Clinical evidence for skullcap remains limited, with most research conducted in animal models and cell cultures. One small human study (n=43) showed modest anxiety reduction with 350mg daily over 2 weeks. Animal studies demonstrate significant anxiolytic effects at doses equivalent to 2-6g daily in humans. No large-scale randomized controlled trials have been completed to establish definitive therapeutic efficacy.

Nutritional Profile

Skullcap (Scutellaria lateriflora) is used primarily as a medicinal herb rather than a nutritional food source, so macronutrient content (protein, fat, carbohydrate) is negligible at typical dosing (1–2 g dried herb or 2–4 mL tincture).

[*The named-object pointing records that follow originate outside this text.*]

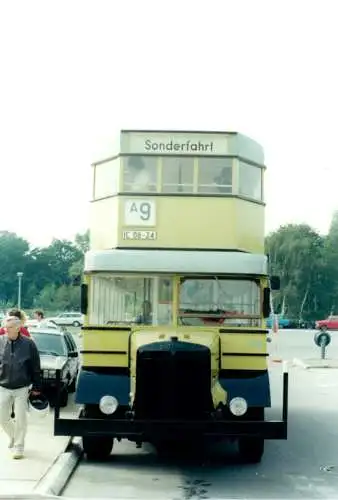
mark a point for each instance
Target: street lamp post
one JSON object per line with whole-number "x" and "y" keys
{"x": 19, "y": 275}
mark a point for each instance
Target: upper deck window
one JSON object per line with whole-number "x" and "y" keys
{"x": 106, "y": 178}
{"x": 250, "y": 181}
{"x": 177, "y": 174}
{"x": 140, "y": 174}
{"x": 215, "y": 175}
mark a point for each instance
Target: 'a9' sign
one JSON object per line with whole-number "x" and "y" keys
{"x": 139, "y": 213}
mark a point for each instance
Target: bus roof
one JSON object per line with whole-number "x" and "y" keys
{"x": 175, "y": 261}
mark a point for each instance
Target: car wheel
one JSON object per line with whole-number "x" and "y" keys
{"x": 72, "y": 386}
{"x": 64, "y": 398}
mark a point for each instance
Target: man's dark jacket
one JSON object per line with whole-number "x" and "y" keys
{"x": 19, "y": 363}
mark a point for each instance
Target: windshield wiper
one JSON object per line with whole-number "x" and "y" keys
{"x": 51, "y": 353}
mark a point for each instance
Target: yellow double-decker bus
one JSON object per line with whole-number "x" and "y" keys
{"x": 175, "y": 295}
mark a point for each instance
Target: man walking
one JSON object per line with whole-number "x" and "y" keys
{"x": 19, "y": 369}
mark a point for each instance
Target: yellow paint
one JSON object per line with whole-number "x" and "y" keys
{"x": 230, "y": 223}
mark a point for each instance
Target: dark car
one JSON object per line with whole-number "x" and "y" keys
{"x": 58, "y": 350}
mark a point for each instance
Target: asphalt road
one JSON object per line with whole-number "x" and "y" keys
{"x": 304, "y": 466}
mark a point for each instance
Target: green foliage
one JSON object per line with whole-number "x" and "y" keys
{"x": 306, "y": 262}
{"x": 48, "y": 272}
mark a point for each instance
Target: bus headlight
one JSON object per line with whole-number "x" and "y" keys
{"x": 108, "y": 405}
{"x": 238, "y": 406}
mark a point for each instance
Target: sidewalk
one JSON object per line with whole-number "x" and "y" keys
{"x": 41, "y": 450}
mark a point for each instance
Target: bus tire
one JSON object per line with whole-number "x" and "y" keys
{"x": 97, "y": 448}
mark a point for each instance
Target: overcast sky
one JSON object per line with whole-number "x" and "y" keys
{"x": 75, "y": 72}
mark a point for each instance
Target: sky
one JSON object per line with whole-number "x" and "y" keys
{"x": 73, "y": 73}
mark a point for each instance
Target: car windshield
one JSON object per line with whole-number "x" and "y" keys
{"x": 49, "y": 343}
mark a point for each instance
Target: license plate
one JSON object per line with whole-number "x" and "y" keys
{"x": 139, "y": 235}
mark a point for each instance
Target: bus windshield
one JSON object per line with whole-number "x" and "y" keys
{"x": 217, "y": 300}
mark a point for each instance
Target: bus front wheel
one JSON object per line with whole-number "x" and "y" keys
{"x": 97, "y": 448}
{"x": 251, "y": 450}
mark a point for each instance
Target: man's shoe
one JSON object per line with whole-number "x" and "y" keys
{"x": 17, "y": 454}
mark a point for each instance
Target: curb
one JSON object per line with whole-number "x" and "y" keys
{"x": 57, "y": 476}
{"x": 324, "y": 363}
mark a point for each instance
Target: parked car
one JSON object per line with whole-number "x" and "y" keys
{"x": 330, "y": 323}
{"x": 34, "y": 323}
{"x": 282, "y": 322}
{"x": 67, "y": 319}
{"x": 58, "y": 350}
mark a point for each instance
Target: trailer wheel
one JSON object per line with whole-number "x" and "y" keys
{"x": 97, "y": 448}
{"x": 251, "y": 450}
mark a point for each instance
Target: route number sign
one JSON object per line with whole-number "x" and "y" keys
{"x": 139, "y": 213}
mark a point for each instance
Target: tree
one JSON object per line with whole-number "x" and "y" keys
{"x": 14, "y": 257}
{"x": 296, "y": 254}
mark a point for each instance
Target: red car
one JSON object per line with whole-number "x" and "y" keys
{"x": 331, "y": 323}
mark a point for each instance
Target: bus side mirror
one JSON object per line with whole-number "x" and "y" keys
{"x": 76, "y": 281}
{"x": 266, "y": 303}
{"x": 84, "y": 298}
{"x": 275, "y": 283}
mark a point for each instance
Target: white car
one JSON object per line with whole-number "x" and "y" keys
{"x": 67, "y": 319}
{"x": 34, "y": 323}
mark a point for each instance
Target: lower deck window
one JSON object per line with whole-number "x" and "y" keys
{"x": 141, "y": 300}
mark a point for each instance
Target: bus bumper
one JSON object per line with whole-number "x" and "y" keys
{"x": 144, "y": 430}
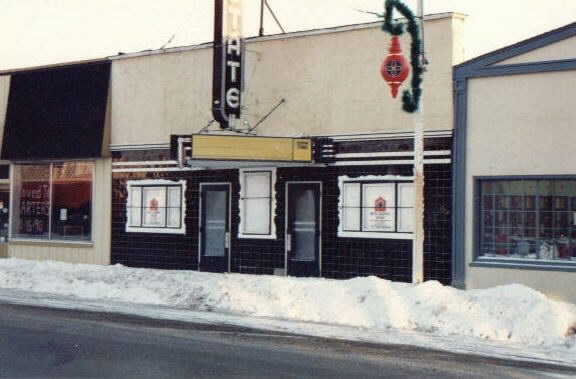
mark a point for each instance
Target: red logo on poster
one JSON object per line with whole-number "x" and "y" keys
{"x": 380, "y": 204}
{"x": 153, "y": 205}
{"x": 395, "y": 68}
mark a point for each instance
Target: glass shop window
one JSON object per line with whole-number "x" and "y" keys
{"x": 528, "y": 219}
{"x": 257, "y": 204}
{"x": 53, "y": 201}
{"x": 376, "y": 209}
{"x": 156, "y": 206}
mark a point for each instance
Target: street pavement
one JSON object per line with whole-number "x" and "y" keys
{"x": 37, "y": 342}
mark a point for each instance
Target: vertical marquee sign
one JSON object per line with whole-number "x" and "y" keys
{"x": 227, "y": 63}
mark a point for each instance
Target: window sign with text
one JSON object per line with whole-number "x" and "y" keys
{"x": 376, "y": 207}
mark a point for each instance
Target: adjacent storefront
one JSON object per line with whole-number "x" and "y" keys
{"x": 515, "y": 183}
{"x": 54, "y": 139}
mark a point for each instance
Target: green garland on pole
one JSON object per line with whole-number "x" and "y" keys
{"x": 410, "y": 101}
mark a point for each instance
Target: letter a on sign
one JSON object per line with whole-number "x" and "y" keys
{"x": 227, "y": 64}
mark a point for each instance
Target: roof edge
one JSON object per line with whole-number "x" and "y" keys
{"x": 519, "y": 48}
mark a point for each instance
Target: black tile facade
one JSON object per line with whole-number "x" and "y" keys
{"x": 341, "y": 257}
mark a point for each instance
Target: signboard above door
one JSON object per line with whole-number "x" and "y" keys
{"x": 251, "y": 148}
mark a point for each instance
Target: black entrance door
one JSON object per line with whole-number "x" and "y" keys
{"x": 303, "y": 229}
{"x": 214, "y": 227}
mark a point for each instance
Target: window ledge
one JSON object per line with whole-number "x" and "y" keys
{"x": 567, "y": 266}
{"x": 257, "y": 236}
{"x": 132, "y": 229}
{"x": 397, "y": 236}
{"x": 55, "y": 243}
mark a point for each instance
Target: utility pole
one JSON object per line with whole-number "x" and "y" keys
{"x": 261, "y": 31}
{"x": 418, "y": 243}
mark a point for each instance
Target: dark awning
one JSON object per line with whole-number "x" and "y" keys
{"x": 57, "y": 113}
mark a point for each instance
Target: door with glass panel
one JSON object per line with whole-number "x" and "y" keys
{"x": 303, "y": 229}
{"x": 214, "y": 227}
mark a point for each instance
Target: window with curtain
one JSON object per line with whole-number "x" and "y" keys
{"x": 257, "y": 204}
{"x": 528, "y": 219}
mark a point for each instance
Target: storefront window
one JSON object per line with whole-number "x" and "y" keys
{"x": 53, "y": 201}
{"x": 376, "y": 209}
{"x": 528, "y": 219}
{"x": 156, "y": 206}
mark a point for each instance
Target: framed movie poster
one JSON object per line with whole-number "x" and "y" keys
{"x": 154, "y": 207}
{"x": 379, "y": 203}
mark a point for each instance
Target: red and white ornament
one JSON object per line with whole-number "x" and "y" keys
{"x": 395, "y": 69}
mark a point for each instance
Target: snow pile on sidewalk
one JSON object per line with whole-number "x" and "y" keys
{"x": 507, "y": 313}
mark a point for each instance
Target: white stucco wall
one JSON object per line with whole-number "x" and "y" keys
{"x": 4, "y": 92}
{"x": 330, "y": 80}
{"x": 520, "y": 125}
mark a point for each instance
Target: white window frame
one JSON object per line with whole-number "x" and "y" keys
{"x": 241, "y": 204}
{"x": 398, "y": 181}
{"x": 156, "y": 183}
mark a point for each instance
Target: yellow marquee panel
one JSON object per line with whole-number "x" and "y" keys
{"x": 251, "y": 148}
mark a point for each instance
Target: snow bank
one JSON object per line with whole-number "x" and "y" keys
{"x": 507, "y": 313}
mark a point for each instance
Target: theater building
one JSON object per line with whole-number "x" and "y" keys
{"x": 515, "y": 178}
{"x": 55, "y": 176}
{"x": 316, "y": 180}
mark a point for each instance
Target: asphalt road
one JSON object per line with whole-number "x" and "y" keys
{"x": 43, "y": 342}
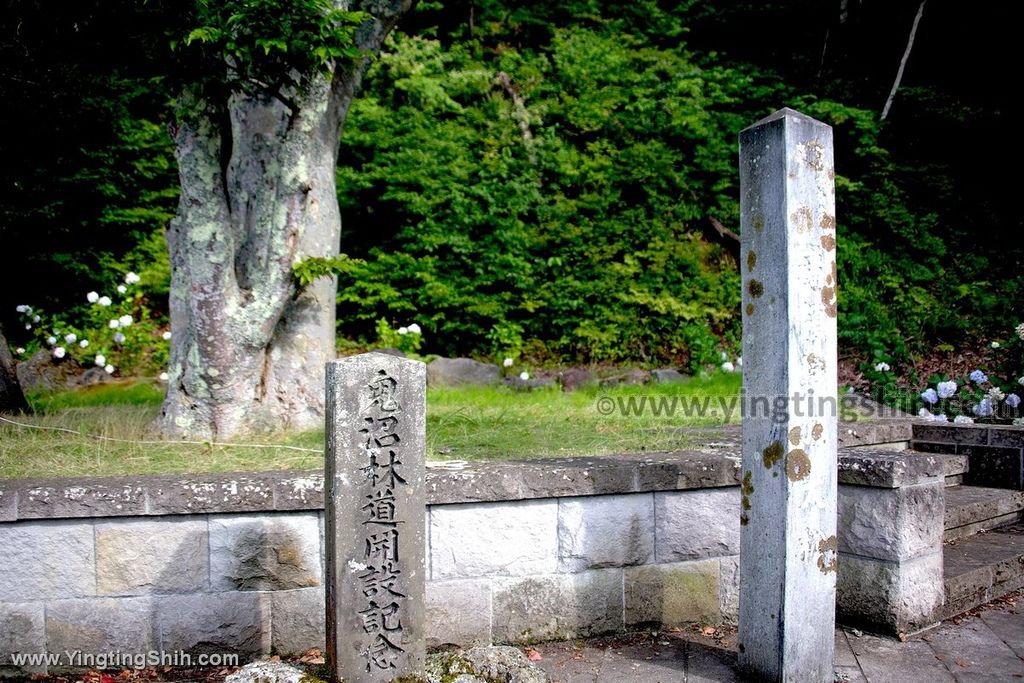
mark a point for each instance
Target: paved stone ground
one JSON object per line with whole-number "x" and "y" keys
{"x": 987, "y": 645}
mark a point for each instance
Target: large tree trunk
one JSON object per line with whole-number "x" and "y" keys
{"x": 11, "y": 398}
{"x": 248, "y": 347}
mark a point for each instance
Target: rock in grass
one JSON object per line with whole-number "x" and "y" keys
{"x": 456, "y": 372}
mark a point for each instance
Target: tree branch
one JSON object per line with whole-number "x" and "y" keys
{"x": 902, "y": 62}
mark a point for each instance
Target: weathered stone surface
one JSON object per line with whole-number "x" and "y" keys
{"x": 949, "y": 433}
{"x": 375, "y": 517}
{"x": 994, "y": 466}
{"x": 93, "y": 497}
{"x": 694, "y": 524}
{"x": 788, "y": 273}
{"x": 22, "y": 632}
{"x": 673, "y": 594}
{"x": 557, "y": 606}
{"x": 865, "y": 467}
{"x": 264, "y": 553}
{"x": 51, "y": 559}
{"x": 100, "y": 625}
{"x": 891, "y": 523}
{"x": 603, "y": 531}
{"x": 504, "y": 664}
{"x": 211, "y": 493}
{"x": 669, "y": 376}
{"x": 135, "y": 557}
{"x": 299, "y": 491}
{"x": 235, "y": 622}
{"x": 1007, "y": 436}
{"x": 971, "y": 505}
{"x": 459, "y": 612}
{"x": 268, "y": 672}
{"x": 520, "y": 539}
{"x": 729, "y": 590}
{"x": 297, "y": 621}
{"x": 890, "y": 597}
{"x": 455, "y": 372}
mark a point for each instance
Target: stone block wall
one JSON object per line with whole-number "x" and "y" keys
{"x": 516, "y": 552}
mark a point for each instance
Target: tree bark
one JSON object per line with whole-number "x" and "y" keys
{"x": 11, "y": 397}
{"x": 248, "y": 346}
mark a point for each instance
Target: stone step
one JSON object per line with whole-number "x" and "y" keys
{"x": 982, "y": 567}
{"x": 974, "y": 509}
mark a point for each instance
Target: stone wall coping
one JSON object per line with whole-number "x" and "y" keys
{"x": 448, "y": 482}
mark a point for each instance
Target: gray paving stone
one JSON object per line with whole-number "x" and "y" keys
{"x": 264, "y": 552}
{"x": 973, "y": 651}
{"x": 135, "y": 557}
{"x": 51, "y": 559}
{"x": 22, "y": 632}
{"x": 100, "y": 625}
{"x": 889, "y": 660}
{"x": 605, "y": 531}
{"x": 1008, "y": 624}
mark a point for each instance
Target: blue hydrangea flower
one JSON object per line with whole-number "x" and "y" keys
{"x": 983, "y": 409}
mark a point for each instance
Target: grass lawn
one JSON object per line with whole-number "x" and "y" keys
{"x": 471, "y": 423}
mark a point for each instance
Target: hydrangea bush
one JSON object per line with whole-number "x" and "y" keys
{"x": 118, "y": 332}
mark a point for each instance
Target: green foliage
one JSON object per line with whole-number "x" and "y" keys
{"x": 270, "y": 46}
{"x": 562, "y": 205}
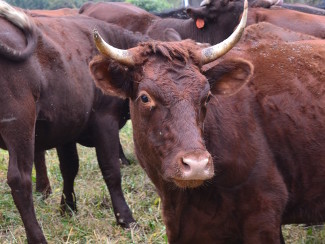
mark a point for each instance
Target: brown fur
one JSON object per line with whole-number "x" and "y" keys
{"x": 267, "y": 140}
{"x": 49, "y": 100}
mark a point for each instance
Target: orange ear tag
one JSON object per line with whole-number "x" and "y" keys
{"x": 199, "y": 23}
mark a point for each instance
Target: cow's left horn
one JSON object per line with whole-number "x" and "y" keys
{"x": 121, "y": 56}
{"x": 210, "y": 54}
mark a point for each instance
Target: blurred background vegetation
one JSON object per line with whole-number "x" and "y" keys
{"x": 149, "y": 5}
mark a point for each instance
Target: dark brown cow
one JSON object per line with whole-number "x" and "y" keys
{"x": 267, "y": 141}
{"x": 125, "y": 15}
{"x": 42, "y": 181}
{"x": 48, "y": 99}
{"x": 131, "y": 18}
{"x": 53, "y": 13}
{"x": 300, "y": 22}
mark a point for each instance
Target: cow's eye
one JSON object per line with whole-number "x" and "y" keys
{"x": 208, "y": 98}
{"x": 144, "y": 98}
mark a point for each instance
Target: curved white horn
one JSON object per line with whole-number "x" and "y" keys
{"x": 205, "y": 2}
{"x": 210, "y": 54}
{"x": 121, "y": 56}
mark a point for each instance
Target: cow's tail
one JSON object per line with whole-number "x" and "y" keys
{"x": 23, "y": 22}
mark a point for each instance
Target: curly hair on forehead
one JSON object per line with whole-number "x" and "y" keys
{"x": 184, "y": 50}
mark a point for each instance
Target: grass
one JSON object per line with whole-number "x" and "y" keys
{"x": 95, "y": 222}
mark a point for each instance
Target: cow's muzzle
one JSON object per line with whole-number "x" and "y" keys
{"x": 194, "y": 168}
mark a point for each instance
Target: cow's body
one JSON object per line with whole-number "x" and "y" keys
{"x": 266, "y": 141}
{"x": 53, "y": 13}
{"x": 125, "y": 15}
{"x": 219, "y": 17}
{"x": 49, "y": 100}
{"x": 300, "y": 22}
{"x": 130, "y": 18}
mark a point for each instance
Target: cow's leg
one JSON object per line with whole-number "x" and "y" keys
{"x": 261, "y": 229}
{"x": 281, "y": 237}
{"x": 69, "y": 166}
{"x": 106, "y": 134}
{"x": 123, "y": 158}
{"x": 42, "y": 181}
{"x": 17, "y": 133}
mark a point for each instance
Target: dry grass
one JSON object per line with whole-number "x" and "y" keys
{"x": 95, "y": 222}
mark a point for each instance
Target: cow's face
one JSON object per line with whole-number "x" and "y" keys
{"x": 168, "y": 97}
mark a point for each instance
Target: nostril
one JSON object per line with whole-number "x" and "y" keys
{"x": 186, "y": 165}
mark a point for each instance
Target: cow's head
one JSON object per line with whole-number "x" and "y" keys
{"x": 216, "y": 10}
{"x": 168, "y": 96}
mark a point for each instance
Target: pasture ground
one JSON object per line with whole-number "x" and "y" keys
{"x": 95, "y": 222}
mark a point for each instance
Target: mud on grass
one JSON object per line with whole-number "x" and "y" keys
{"x": 95, "y": 222}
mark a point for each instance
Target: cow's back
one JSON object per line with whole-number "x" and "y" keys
{"x": 125, "y": 15}
{"x": 283, "y": 109}
{"x": 300, "y": 22}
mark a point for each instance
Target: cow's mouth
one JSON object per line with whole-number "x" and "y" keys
{"x": 188, "y": 183}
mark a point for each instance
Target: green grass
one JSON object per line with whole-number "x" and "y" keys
{"x": 95, "y": 222}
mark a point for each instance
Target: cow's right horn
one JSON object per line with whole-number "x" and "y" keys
{"x": 210, "y": 54}
{"x": 121, "y": 56}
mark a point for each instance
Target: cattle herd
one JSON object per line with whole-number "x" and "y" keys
{"x": 228, "y": 122}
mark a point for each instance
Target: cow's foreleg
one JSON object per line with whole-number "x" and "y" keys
{"x": 18, "y": 135}
{"x": 123, "y": 158}
{"x": 42, "y": 181}
{"x": 69, "y": 166}
{"x": 107, "y": 149}
{"x": 263, "y": 228}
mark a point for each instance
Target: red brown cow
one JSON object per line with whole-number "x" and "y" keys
{"x": 230, "y": 162}
{"x": 132, "y": 18}
{"x": 48, "y": 99}
{"x": 53, "y": 13}
{"x": 300, "y": 22}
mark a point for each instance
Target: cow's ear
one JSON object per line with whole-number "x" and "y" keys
{"x": 229, "y": 76}
{"x": 111, "y": 77}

Its therapeutic value derives from its bioactive compound profile:

**Key Flavonoids (primary active constituents):**
• Baicalin: ~2–6% of dried aerial parts (major glycoside; converted to baicalein by gut microbiota, improving bioavailability)
• Baicalein (aglycone): ~0.5–2% of dried herb; higher bioavailability than baicalin; binds GABA-A receptors at the benzodiazepine site
• Scutellarein: ~0.3–1.5%; methoxylated flavone with anti-inflammatory and neuroprotective activity
• Wogonin: ~0.1–0.8%; anxiolytic flavone that also modulates GABA-A receptors
• Wogonoside (wogonin-7-glucuronide): ~0.2–1.0%
• Lateriflorin: trace amounts; iridoid compound relatively unique to S. lateriflora
• Oroxylin A: trace to ~0.3%; cognitive-enhancing flavone
• Chrysin: trace amounts; weak GABA-A modulator

**Other Bioactive Compounds:**
• Iridoids (catalpol, lateriflorin): trace to low concentrations; contribute to bitter tonic properties
• Phenolic acids (caffeic acid, ferulic acid): ~0.1–0.5%; antioxidant activity
• Volatile oils (limonene, terpineol, others): trace; contribute to aromatic profile
• Tannins: ~2–4% of dried herb; condensed and hydrolyzable types
• Lignins and polysaccharides: present in small amounts

**Minerals (per gram of dried herb, approximate):**
• Calcium: ~5–12 mg/g
• Magnesium: ~2–4 mg/g
• Potassium: ~10–20 mg/g
• Iron: ~0.05–0.2 mg/g
• Zinc: trace
• Manganese: trace

**Vitamins:**
• Minimal vitamin content at typical medicinal doses; trace amounts of vitamin C and B-complex vitamins typical of leafy aerial plant parts

**Fiber:**
• Dried herb contains ~15–25% crude fiber, but given small doses consumed, dietary fiber contribution is negligible

**Bioavailability Notes:**
• Baicalin (glycoside) has relatively low oral bioavailability (~2–5%) due to poor intestinal absorption; however, gut microbiota hydrolyze it to baicalein, which is absorbed more readily (bioavailability ~10–20%)
• Wogonin and baicalein are lipophilic aglycones with moderate oral bioavailability; absorption is enhanced when taken with small amounts of dietary fat
• Tincture (hydroethanolic extract) preparations generally improve extraction and bioavailability of flavonoids compared to simple aqueous infusions
• Glucuronidation in the liver is a major metabolic pathway for all key flavonoids, producing conjugates that undergo enterohepatic recirculation, prolonging activity
• Concurrent intake with grapefruit juice or other CYP3A4 inhibitors may theoretically increase flavonoid plasma levels, though this has not been clinically studied for skullcap specifically

Preparation & Dosage

No clinically studied dosage ranges for S. lateriflora in human trials are available. Traditional preparations involve hot water extracts of dried leaves containing approximately 50 mg/g flavonoids, but standardization protocols are not established. Consult a healthcare provider before starting any new supplement.

Synergy & Pairings

Valerian, Passionflower, Lemon Balm, L-Theanine, Magnesium

Safety & Interactions

Skullcap is generally well-tolerated but may cause drowsiness, especially when combined with sedative medications. It can potentially interact with anticonvulsant drugs, benzodiazepines, and alcohol by enhancing their effects. Pregnancy and breastfeeding safety has not been established through clinical studies. Some commercial skullcap products have been contaminated with hepatotoxic germander species, making source verification critical.